Recent transformer-based approaches demonstrate promising results on relational scientific information extraction. Existing datasets focus on high-level description of how research is carried out. Instead we focus on the subtleties of how experimental associations are presented by building SciClaim, a dataset of scientific claims drawn from Social and Behavior Science (SBS), PubMed, and CORD-19 papers. Our novel graph annotation schema incorporates not only coarse-grained entity spans as nodes and relations as edges between them, but also fine-grained attributes that modify entities and their relations, for a total of 12,738 labels in the corpus. By including more label types and more than twice the label density of previous datasets, SciClaim captures causal, comparative, predictive, statistical, and proportional associations over experimental variables along with their qualifications, subtypes, and evidence. We extend work in transformer-based joint entity and relation extraction to effectively infer our schema, showing the promise of fine-grained knowledge graphs in scientific claims and beyond.

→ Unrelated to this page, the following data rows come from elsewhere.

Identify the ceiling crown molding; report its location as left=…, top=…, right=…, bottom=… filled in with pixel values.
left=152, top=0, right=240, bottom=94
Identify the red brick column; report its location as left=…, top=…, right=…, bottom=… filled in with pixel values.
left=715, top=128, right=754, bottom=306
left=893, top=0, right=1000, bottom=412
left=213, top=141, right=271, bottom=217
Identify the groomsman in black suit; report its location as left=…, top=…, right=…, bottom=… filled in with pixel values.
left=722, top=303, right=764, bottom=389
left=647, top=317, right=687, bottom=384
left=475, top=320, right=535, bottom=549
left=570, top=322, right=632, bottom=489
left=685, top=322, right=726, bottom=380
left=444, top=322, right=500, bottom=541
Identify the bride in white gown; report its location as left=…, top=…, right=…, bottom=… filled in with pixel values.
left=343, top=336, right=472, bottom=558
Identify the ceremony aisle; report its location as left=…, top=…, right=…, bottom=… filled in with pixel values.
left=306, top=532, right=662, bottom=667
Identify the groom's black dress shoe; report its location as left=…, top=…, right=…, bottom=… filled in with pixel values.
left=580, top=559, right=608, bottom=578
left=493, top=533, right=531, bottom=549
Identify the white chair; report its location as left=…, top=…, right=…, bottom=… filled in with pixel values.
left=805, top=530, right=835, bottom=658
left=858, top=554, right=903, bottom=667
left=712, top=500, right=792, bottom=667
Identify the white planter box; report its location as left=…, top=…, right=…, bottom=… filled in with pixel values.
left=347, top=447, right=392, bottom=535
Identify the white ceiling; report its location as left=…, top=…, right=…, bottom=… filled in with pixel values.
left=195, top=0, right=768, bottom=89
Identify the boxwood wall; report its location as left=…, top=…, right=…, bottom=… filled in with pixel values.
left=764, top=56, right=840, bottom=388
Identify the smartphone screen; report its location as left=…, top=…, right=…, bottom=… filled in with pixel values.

Extracting Qualitative Causal Structure with Transformer-Based NLP

Qualitative causal relationships compactly express the direction, dependency, temporal constraints, and monotonicity constraints of discrete or continuous interactions in the world. In everyday or academic language, we may express interactions between quantities (e.g., sleep decreases stress), between discrete events or entities (e.g., a protein inhibits another protein's transcription), or between intentional or functional factors (e.g., hospital patients pray to relieve their pain). This paper presents a transformer-based NLP architecture that jointly identifies and extracts (1) variables or factors described in language, (2) qualitative causal relationships over these variables, and (3) qualifiers and magnitudes that constrain these causal relationships. We demonstrate this approach and include promising results from in two use cases, processing textual inputs from academic publications, news articles, and social media.

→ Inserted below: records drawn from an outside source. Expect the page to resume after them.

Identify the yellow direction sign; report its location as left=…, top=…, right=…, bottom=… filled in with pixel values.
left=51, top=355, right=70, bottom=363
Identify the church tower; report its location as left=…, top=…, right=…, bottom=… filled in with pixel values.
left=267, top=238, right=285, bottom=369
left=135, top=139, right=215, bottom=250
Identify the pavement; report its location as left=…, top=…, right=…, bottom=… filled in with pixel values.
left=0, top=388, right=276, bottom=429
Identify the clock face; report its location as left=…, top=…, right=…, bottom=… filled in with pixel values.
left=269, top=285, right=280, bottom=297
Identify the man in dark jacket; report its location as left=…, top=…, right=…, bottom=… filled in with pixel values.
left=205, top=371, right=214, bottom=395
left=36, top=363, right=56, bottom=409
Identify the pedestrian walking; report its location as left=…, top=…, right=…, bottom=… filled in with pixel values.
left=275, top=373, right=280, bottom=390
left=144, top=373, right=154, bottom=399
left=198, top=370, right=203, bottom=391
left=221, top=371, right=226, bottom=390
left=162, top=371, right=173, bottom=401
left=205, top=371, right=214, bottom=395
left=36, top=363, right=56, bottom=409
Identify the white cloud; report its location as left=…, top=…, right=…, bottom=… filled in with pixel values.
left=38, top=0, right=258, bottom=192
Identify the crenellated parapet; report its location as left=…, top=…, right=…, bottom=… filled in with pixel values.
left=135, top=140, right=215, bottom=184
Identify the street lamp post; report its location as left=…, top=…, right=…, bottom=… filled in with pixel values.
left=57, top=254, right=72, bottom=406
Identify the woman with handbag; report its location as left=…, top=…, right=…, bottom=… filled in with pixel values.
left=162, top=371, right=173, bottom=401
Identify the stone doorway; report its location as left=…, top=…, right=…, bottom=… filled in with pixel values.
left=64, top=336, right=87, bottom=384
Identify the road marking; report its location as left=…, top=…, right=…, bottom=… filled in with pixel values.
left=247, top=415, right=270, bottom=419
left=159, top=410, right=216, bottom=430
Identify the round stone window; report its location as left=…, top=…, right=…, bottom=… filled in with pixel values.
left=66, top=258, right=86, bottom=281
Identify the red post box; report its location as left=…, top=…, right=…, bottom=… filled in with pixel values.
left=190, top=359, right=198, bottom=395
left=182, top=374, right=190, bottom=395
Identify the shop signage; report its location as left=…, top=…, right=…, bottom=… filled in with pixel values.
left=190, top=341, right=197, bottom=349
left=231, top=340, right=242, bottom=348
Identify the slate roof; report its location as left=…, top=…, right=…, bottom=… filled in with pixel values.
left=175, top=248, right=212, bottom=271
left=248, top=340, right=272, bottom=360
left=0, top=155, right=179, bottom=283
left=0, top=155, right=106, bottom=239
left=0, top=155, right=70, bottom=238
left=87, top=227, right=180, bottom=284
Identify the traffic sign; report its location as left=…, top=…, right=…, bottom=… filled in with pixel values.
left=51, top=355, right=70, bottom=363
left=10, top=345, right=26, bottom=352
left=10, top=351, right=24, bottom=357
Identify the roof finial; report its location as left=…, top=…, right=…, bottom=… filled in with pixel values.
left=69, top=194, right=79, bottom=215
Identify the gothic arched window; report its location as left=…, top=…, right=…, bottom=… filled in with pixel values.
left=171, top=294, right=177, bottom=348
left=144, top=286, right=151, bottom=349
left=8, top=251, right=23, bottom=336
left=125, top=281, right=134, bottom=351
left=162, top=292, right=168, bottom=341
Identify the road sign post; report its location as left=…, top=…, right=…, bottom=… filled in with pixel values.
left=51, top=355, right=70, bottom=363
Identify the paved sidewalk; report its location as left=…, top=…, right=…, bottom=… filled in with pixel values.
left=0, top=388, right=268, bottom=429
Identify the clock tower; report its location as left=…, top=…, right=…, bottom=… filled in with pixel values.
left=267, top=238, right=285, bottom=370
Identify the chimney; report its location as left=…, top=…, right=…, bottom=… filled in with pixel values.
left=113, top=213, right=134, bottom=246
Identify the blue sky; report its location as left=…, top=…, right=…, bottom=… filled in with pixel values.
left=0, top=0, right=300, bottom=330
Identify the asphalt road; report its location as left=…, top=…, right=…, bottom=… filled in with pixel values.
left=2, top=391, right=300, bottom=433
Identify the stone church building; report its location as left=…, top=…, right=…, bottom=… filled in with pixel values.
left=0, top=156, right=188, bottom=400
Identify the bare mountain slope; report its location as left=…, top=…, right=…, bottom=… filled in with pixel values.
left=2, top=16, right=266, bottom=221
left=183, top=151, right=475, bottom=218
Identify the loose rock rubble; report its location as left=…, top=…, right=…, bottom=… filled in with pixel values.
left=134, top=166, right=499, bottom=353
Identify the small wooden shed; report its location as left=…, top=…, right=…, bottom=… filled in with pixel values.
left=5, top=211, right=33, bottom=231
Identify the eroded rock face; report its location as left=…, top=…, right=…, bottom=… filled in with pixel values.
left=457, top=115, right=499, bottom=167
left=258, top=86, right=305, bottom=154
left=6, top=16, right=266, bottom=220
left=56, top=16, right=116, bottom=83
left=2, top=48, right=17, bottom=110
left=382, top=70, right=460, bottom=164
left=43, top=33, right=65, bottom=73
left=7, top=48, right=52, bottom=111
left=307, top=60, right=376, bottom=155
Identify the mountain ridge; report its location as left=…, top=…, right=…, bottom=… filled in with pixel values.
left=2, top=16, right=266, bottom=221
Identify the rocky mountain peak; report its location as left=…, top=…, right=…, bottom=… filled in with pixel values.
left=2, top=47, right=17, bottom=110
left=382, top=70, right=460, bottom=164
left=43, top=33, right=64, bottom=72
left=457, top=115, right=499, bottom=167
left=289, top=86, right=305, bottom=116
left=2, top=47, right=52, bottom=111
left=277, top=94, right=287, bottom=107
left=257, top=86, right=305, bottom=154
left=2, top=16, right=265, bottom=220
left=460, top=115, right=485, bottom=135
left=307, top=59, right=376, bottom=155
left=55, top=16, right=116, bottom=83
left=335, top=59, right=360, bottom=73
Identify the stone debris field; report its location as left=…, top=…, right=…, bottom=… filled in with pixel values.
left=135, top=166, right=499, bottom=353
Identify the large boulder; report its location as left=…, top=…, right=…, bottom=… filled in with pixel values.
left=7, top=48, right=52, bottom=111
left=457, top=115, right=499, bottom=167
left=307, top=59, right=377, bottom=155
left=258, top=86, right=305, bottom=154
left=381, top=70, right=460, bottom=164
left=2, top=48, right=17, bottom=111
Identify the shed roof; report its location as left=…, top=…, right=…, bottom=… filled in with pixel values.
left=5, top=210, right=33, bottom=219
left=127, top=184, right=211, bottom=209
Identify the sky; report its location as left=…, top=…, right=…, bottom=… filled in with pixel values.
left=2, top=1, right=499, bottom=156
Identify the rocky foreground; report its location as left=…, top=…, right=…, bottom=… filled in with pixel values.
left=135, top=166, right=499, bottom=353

Provenance-Based Assessment of Plans in Context

Many real-world planning domains involve diverse information sources, external entities, and variable-reliability agents, all of which may impact the confidence, risk, and sensitivity of plans. Humans reviewing a plan may lack context about these factors; however, this information is available during the domain generation, which means it can also be interwoven into the planner and its resulting plans. This paper presents a provenance-based approach to explaining automated plans. Our approach (1) extends the SHOP3 HTN planner to generate dependency information, (2) transforms the dependency information into an established PROV-O representation, and (3) uses graph propagation and TMS-inspired algorithms to support dynamic and counter-factual assessment of information flow, confidence, and support. We qualified our approach's explanatory scope with respect to explanation targets from the automated planning literature and the information analysis literature, and we demonstrate its ability to assess a plan's pertinence, sensitivity, risk, assumption support, diversity, and relative confidence.